Spontaneous emission from a two--level atom tunneling in a double--well potential

TL;DR

This paper analyzes how a two-level atom tunneling in a double-well potential interacts with electromagnetic radiation, revealing conditions for decoherence and interference effects in emitted light.

Contribution

It provides a comprehensive analysis of spontaneous emission and tunneling dynamics of a two-level atom in a double-well potential, including interference effects and decoherence conditions.

Findings

Interference fringes appear in emitted light when wavelength is comparable to well separation.

Decoherence depends on the relation between emission wavelength and tunneling parameters.

External and internal degrees of freedom couple during photon emission, affecting the atom's dynamics.

Abstract

We study a two-level atom in a double--well potential coupled to a continuum of electromagnetic modes (black body radiation in three dimensions at zero absolute temperature). Internal and external degrees of the atom couple due to recoil during emission of a photon.
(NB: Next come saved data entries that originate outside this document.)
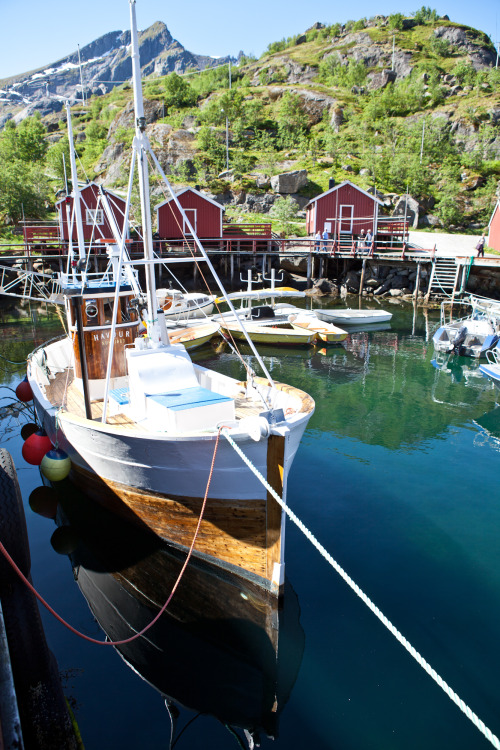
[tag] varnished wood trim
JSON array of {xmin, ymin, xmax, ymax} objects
[
  {"xmin": 71, "ymin": 465, "xmax": 277, "ymax": 586},
  {"xmin": 266, "ymin": 434, "xmax": 285, "ymax": 580}
]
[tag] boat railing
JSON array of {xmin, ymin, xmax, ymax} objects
[{"xmin": 485, "ymin": 347, "xmax": 500, "ymax": 366}]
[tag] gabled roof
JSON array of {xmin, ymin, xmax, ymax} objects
[
  {"xmin": 55, "ymin": 182, "xmax": 126, "ymax": 208},
  {"xmin": 155, "ymin": 186, "xmax": 224, "ymax": 213},
  {"xmin": 305, "ymin": 180, "xmax": 384, "ymax": 209}
]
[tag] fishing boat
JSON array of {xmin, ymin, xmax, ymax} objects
[
  {"xmin": 314, "ymin": 308, "xmax": 393, "ymax": 327},
  {"xmin": 49, "ymin": 485, "xmax": 304, "ymax": 746},
  {"xmin": 288, "ymin": 313, "xmax": 348, "ymax": 344},
  {"xmin": 220, "ymin": 320, "xmax": 316, "ymax": 346},
  {"xmin": 156, "ymin": 287, "xmax": 215, "ymax": 320},
  {"xmin": 25, "ymin": 1, "xmax": 314, "ymax": 598}
]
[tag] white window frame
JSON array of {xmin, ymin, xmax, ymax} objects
[
  {"xmin": 85, "ymin": 208, "xmax": 104, "ymax": 226},
  {"xmin": 339, "ymin": 204, "xmax": 354, "ymax": 233},
  {"xmin": 183, "ymin": 209, "xmax": 197, "ymax": 235}
]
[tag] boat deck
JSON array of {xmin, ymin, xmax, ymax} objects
[{"xmin": 43, "ymin": 369, "xmax": 263, "ymax": 430}]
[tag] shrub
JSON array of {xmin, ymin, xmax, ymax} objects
[
  {"xmin": 388, "ymin": 13, "xmax": 404, "ymax": 30},
  {"xmin": 413, "ymin": 6, "xmax": 439, "ymax": 24}
]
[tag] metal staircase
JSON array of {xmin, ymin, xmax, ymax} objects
[{"xmin": 427, "ymin": 256, "xmax": 460, "ymax": 299}]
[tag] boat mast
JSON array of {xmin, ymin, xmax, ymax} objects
[
  {"xmin": 65, "ymin": 101, "xmax": 86, "ymax": 265},
  {"xmin": 129, "ymin": 0, "xmax": 160, "ymax": 343}
]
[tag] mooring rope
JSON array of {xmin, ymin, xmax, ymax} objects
[
  {"xmin": 0, "ymin": 429, "xmax": 223, "ymax": 646},
  {"xmin": 222, "ymin": 429, "xmax": 500, "ymax": 750}
]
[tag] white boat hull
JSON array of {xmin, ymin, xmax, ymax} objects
[{"xmin": 314, "ymin": 309, "xmax": 393, "ymax": 326}]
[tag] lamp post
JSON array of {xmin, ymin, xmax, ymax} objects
[{"xmin": 221, "ymin": 108, "xmax": 229, "ymax": 171}]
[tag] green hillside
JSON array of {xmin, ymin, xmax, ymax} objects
[{"xmin": 1, "ymin": 7, "xmax": 499, "ymax": 236}]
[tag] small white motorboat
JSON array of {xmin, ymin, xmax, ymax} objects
[
  {"xmin": 314, "ymin": 308, "xmax": 393, "ymax": 327},
  {"xmin": 157, "ymin": 288, "xmax": 216, "ymax": 320}
]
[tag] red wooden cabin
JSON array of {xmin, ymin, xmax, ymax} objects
[
  {"xmin": 56, "ymin": 184, "xmax": 128, "ymax": 243},
  {"xmin": 156, "ymin": 187, "xmax": 224, "ymax": 240},
  {"xmin": 487, "ymin": 199, "xmax": 500, "ymax": 253},
  {"xmin": 306, "ymin": 181, "xmax": 383, "ymax": 241}
]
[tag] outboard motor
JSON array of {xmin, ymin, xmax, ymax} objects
[{"xmin": 251, "ymin": 306, "xmax": 274, "ymax": 320}]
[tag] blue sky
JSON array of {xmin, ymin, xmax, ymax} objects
[{"xmin": 0, "ymin": 0, "xmax": 498, "ymax": 79}]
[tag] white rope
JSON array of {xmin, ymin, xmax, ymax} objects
[{"xmin": 222, "ymin": 429, "xmax": 500, "ymax": 750}]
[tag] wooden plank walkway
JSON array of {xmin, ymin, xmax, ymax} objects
[{"xmin": 43, "ymin": 370, "xmax": 262, "ymax": 431}]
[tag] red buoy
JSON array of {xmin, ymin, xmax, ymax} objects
[
  {"xmin": 21, "ymin": 430, "xmax": 53, "ymax": 466},
  {"xmin": 16, "ymin": 377, "xmax": 33, "ymax": 403}
]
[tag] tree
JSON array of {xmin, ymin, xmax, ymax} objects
[
  {"xmin": 0, "ymin": 160, "xmax": 50, "ymax": 223},
  {"xmin": 270, "ymin": 197, "xmax": 299, "ymax": 235},
  {"xmin": 276, "ymin": 93, "xmax": 308, "ymax": 148},
  {"xmin": 0, "ymin": 114, "xmax": 48, "ymax": 163},
  {"xmin": 163, "ymin": 72, "xmax": 197, "ymax": 109}
]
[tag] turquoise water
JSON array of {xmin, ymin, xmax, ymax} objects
[{"xmin": 1, "ymin": 301, "xmax": 500, "ymax": 749}]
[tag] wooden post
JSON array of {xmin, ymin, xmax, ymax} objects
[
  {"xmin": 230, "ymin": 253, "xmax": 234, "ymax": 286},
  {"xmin": 425, "ymin": 259, "xmax": 436, "ymax": 304},
  {"xmin": 359, "ymin": 258, "xmax": 366, "ymax": 297},
  {"xmin": 307, "ymin": 254, "xmax": 312, "ymax": 289},
  {"xmin": 414, "ymin": 262, "xmax": 421, "ymax": 301}
]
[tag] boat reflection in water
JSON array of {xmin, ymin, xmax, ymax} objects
[{"xmin": 50, "ymin": 484, "xmax": 304, "ymax": 748}]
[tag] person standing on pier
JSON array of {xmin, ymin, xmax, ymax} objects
[
  {"xmin": 315, "ymin": 231, "xmax": 321, "ymax": 253},
  {"xmin": 476, "ymin": 236, "xmax": 485, "ymax": 257},
  {"xmin": 322, "ymin": 227, "xmax": 329, "ymax": 252}
]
We provide a full analysis of the problem in the long wavelengths limit up to the border of the Lamb-Dicke regime, including a study of the internal dynamics of the atom (spontaneous emission), the tunneling motion, and the electric field of the emitted photon. The tunneling process itself may or may not decohere depending on the wavelength corresponding to the internal transition compared to the distance between the two wells of the external potential, as well as on the spontaneous emission rate compared to the tunneling frequency. Interference fringes appear in the emitted light from a tunneling atom, or an atom in a stationary coherent superposition of its center--of--mass motion, if the wavelength is comparable to the well separation, but only if the external state of the atom is post-selected.